Today, the NY Times published its big weekend magazine feature online, and it's a sprawling look at decades of alleged sexual abuse at one of New York City's top private schools. Former student Amos Kimel, who graduated in 1982, begins by describing about the lush campus was a world away from his I.S. 144 in the Bronx, "Shortly after my arrival, a new friend walked me around the school, pointing out teachers to avoid. 'What do you mean? Like, they’re hard graders?' 'No. Perverts. Stay away from them. Trust me.'"

What follows are anecdotes from other former students—all male—who discuss how various male teachers preyed upon them. One recalled that as an eighth grader, a popular art teacher and football coach asked to draw a portrait of him, "He told me to bring a bathing suit, but when I got there he said not to bother putting it on. I was really uncomfortable but did it anyway since he was across the room. I remember exactly what he said: that he needed to see the connection between my legs. The next thing I knew, he had my penis in his hand. I was so scared."

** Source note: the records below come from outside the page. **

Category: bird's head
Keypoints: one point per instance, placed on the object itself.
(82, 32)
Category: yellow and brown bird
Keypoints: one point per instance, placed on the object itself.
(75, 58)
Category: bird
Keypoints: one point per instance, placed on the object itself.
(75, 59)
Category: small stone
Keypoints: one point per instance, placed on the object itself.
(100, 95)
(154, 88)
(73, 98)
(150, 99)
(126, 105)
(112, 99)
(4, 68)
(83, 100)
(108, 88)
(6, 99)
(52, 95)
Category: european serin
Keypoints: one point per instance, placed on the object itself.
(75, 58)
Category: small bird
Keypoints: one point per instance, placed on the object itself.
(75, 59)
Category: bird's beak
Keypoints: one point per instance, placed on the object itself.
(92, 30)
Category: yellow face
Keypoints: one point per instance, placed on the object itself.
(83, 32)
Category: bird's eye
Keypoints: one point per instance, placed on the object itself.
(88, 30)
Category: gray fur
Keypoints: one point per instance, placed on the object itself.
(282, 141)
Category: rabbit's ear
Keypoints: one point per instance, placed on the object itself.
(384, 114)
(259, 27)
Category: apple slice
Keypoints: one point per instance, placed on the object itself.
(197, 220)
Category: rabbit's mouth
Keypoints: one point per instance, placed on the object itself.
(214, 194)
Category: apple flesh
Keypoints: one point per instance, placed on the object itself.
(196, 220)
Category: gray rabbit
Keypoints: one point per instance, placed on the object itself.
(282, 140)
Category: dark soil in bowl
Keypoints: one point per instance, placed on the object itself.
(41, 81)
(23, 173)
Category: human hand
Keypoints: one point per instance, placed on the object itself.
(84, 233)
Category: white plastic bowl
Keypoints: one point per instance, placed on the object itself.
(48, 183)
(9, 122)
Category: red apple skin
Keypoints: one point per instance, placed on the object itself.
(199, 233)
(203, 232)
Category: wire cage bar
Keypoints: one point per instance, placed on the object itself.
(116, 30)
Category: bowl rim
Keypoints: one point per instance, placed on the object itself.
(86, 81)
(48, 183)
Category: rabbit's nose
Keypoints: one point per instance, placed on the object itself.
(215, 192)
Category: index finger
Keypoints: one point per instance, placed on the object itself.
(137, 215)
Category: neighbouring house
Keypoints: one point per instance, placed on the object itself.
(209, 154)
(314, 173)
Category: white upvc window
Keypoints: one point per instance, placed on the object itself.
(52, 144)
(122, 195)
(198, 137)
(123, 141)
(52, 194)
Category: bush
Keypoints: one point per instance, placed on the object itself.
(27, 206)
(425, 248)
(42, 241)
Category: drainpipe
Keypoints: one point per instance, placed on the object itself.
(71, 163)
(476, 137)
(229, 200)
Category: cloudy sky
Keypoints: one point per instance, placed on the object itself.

There are numerous other instances of former students recounting how they were assaulted by teachers. One alum started a website about one teacher that abused him in 1973, and decades later, that same teacher assaulted a Class of 1994 student, Ben Balter. When Balter's mother confronted the Swiss teacher, he allegedly claimed, "Ben kissed me first," and when she said, "How dare you put your tongue down my son’s mouth!" he told her, “That’s how we Swiss kiss." His mother confronted the administration, but was stymied when a lawyer demanded evidence. Balter killed himself in 2009.

Still, Kamil notes:

I have several friends who confided in me, back in high school, about their own sexual encounters with teachers, but who are now unwilling to talk about it. I can’t say I blame them. Victims rarely speak out, said Paul Mones, a lawyer who represents people who have been sexually abused by authority figures. “The whole goal of the grooming process is to wrap the child close,” he told me. “The affection and trust is to make the kid complicit in the act. Make them feel like it was their fault, so it won’t even occur to them to talk.” Even if they do, New York State’s statute of limitations, which says people who were victimized as minors cannot take civil action against an abuser after they turn 23, makes it unlikely that they would find justice.

The school would not comment about the accusations, only saying that there are policies in place for people to report incidents of sexual abuse; a former board of trustees member told Kamil, "No one will talk to you. They are all lawyering up."